La privacy e il ruolo del Garante

Un’altra classe di problemi legati a questa tipologia di software è quella della privacy. Un tema su cui dovrà intervenire direttamente il Garante. Spiega sempre Gallus: “Per dei provvedimenti del genere il Garante ha un periodo di otto settimane in cui esprimere il suo parere. Ci sono vari punti che dovranno essere presi in considerazione, a partire dal trattamento dei dati utilizzati per sviluppare questo software”. Senza contare che come spiegato dall’eurodeputato Brando Benifei (PD) a Fanpage.it, la prossima settimana verrà discusso nel Parlamento Europeo un Regolamento che definisce gli ambiti di utilizzo dell’intelligenza artificiale, compresi quelli dedicati alla sicurezza.

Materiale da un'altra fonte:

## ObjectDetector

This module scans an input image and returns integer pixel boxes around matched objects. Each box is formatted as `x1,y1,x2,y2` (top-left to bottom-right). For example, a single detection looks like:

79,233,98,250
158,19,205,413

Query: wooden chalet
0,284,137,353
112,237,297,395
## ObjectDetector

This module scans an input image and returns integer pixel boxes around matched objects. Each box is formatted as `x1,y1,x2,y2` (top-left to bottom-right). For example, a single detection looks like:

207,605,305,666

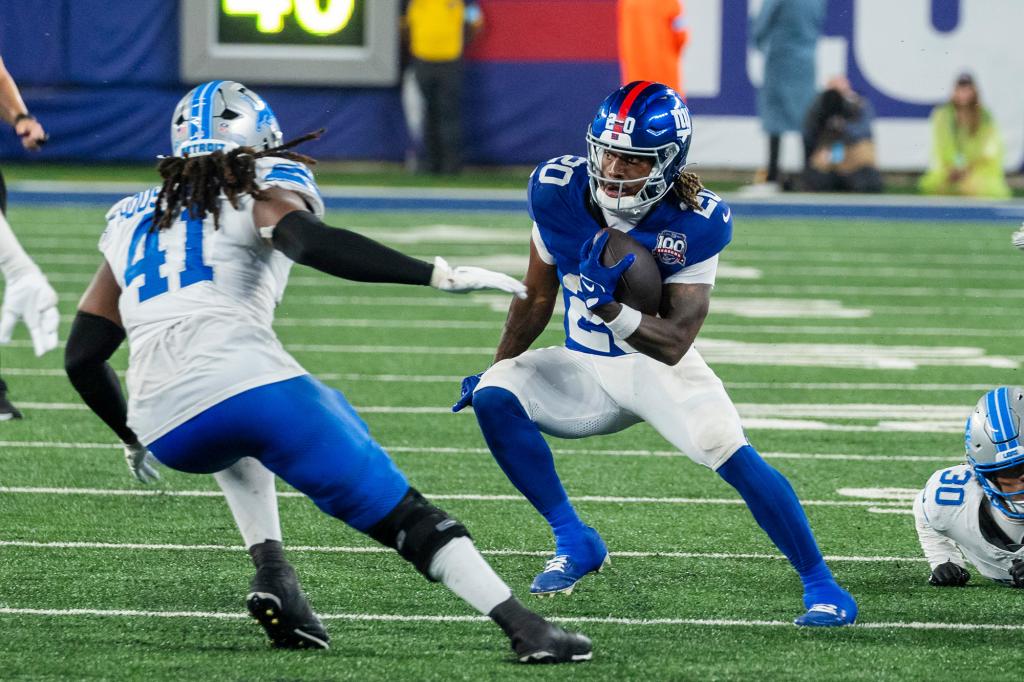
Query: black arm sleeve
271,206,434,285
65,310,138,443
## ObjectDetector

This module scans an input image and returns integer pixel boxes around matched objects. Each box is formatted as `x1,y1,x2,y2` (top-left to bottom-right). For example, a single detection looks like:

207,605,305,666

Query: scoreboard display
180,0,398,86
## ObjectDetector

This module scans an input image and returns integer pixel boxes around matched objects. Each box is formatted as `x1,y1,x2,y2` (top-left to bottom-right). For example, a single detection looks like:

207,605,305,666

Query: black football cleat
511,620,594,664
0,390,22,422
246,563,331,649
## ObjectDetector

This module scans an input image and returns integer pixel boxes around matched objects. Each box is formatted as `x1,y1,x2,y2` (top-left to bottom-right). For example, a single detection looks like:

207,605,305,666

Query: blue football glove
452,372,483,412
580,232,636,310
1010,559,1024,588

I punti su cui analizzare il trattamento dei dati sono due. Il primo riguarda i dati che vengono utilizzati per allenare gli algoritmi a fornire delle risposte alle domande poste dalle forze dell’ordine Qui i dubbi da risolvere sono parecchi. Da dove arrivano questi dati? Quanto tempo vengono conservati sui server? Dove si trovano i server? In Italia, nell’Unione europea o ancora fuori?

Il secondo punto riguarda la gestione della libertà personale dei soggetti. Ancora Gallus: “Se io, su indicazione di questo algoritmo, continuo ed essere fermato dalla polizia per reati che non sto commentando allora questo può incidere sulla mia libertà personale. In ogni caso, prima di qualsiasi applicazione, sarebbe meglio aspettare la decisione del Parlamento Europeo sull’Ai Act”.